貴方が最後に見破った私の嘘。私がわざと見破らせた嘘。多分貴方はほっとしている。私と離れる理由が出来たことに。
貴方は優しいから私が今ここで泣き喚きながら謝れば私を赦すと思う。でも私は貴方を赦さない。貴方の狡くて智くて優しいところを赦さない。
私は確信している。直ぐにこの関係は逆になる。きっと一年後、私がどんなに謝っても貴方は赦してくれはしない。だって貴方は新しく手に入れたものを捨てられないのだから。
似て非なるからこそ生まれた不協和音は、この日初めて上手い具合に重なり共鳴し、共に奏でた旋律は、同じ別れという結論を導き出した。なんと皮肉で因果なシンクロニシティであろうか。
帰り道、彼の車は何の躊躇も無く、私の実家へ向かう。別々の家へ帰るのだ。咲いた花が枯れるように、これでお終いなのである。

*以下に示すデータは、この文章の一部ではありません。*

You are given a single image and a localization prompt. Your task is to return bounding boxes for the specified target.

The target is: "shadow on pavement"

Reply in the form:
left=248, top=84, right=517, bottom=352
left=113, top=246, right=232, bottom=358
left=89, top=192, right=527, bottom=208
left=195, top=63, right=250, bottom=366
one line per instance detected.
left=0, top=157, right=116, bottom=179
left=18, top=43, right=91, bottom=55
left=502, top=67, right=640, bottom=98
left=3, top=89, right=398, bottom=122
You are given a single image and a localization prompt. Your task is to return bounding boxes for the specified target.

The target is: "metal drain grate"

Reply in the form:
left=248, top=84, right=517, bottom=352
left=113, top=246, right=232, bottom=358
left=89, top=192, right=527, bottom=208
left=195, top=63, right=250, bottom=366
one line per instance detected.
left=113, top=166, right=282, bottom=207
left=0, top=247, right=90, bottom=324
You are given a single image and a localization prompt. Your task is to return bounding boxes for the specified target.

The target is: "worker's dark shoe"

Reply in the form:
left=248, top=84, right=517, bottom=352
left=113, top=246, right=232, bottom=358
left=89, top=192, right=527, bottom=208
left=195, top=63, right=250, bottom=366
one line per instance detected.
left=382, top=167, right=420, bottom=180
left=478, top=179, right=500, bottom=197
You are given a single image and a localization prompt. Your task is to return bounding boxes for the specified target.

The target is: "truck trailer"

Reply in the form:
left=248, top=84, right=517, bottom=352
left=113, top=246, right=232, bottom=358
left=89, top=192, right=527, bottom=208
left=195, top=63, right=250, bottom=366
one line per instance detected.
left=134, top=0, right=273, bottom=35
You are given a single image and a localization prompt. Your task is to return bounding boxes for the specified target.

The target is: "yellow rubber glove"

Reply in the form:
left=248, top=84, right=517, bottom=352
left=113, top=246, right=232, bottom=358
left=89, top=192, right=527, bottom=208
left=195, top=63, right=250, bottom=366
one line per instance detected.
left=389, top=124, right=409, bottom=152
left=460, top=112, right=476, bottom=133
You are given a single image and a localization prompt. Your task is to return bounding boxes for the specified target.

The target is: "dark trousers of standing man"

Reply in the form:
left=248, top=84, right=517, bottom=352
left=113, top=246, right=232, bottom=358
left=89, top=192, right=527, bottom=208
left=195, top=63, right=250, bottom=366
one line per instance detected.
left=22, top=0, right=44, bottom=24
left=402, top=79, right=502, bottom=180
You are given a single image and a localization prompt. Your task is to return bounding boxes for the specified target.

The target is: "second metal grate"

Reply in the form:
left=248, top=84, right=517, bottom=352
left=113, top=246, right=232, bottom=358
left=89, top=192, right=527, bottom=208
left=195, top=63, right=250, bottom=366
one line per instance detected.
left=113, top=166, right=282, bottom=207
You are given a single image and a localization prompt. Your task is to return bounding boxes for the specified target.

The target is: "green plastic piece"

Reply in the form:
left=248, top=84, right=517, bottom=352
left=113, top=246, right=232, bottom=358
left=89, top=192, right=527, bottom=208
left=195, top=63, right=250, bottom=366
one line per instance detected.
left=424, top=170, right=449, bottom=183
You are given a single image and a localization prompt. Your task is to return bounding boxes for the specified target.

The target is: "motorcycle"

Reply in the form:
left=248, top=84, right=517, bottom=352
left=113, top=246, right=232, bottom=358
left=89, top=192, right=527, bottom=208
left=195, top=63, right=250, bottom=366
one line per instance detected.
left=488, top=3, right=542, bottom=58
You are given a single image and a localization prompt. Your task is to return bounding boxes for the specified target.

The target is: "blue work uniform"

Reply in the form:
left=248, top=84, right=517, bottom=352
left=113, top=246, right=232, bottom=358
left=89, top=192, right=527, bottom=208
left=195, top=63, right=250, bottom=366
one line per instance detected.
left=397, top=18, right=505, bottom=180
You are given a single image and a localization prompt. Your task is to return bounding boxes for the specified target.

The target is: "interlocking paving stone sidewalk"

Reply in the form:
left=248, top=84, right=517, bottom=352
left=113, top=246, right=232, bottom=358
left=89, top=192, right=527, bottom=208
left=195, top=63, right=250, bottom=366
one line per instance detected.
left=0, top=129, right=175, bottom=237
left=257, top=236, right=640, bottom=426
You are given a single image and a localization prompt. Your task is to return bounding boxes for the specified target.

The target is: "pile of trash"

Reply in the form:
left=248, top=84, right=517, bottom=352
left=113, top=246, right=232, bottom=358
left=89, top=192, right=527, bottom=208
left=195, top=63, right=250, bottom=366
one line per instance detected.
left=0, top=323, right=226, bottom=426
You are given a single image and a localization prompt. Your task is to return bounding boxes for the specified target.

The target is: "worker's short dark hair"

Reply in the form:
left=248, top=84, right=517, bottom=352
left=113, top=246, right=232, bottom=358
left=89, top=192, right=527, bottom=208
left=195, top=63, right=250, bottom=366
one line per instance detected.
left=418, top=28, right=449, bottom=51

夏が終わり、秋を過ぎ冬を迎え、そしてまた春に芽吹けるよう、私は自分の足で立ちたいと願った。車内から見上げる窓越しの夜空、幾億もの星に祈った。
◇
子供は私が引き取った。彼は自分が引き取りたいと云ってきたが、私はそれを拒んだ。
もし彼が私と戦ってでも、子供の親権を欲しがるような強い人間であったのならば、私は彼と生きていくことができたのかもしれない。
あれから何人もの男と付き合った。誰一人取っても、かつてこんな私を唯一愛してくれた狂人よりは、幾分かマシであった。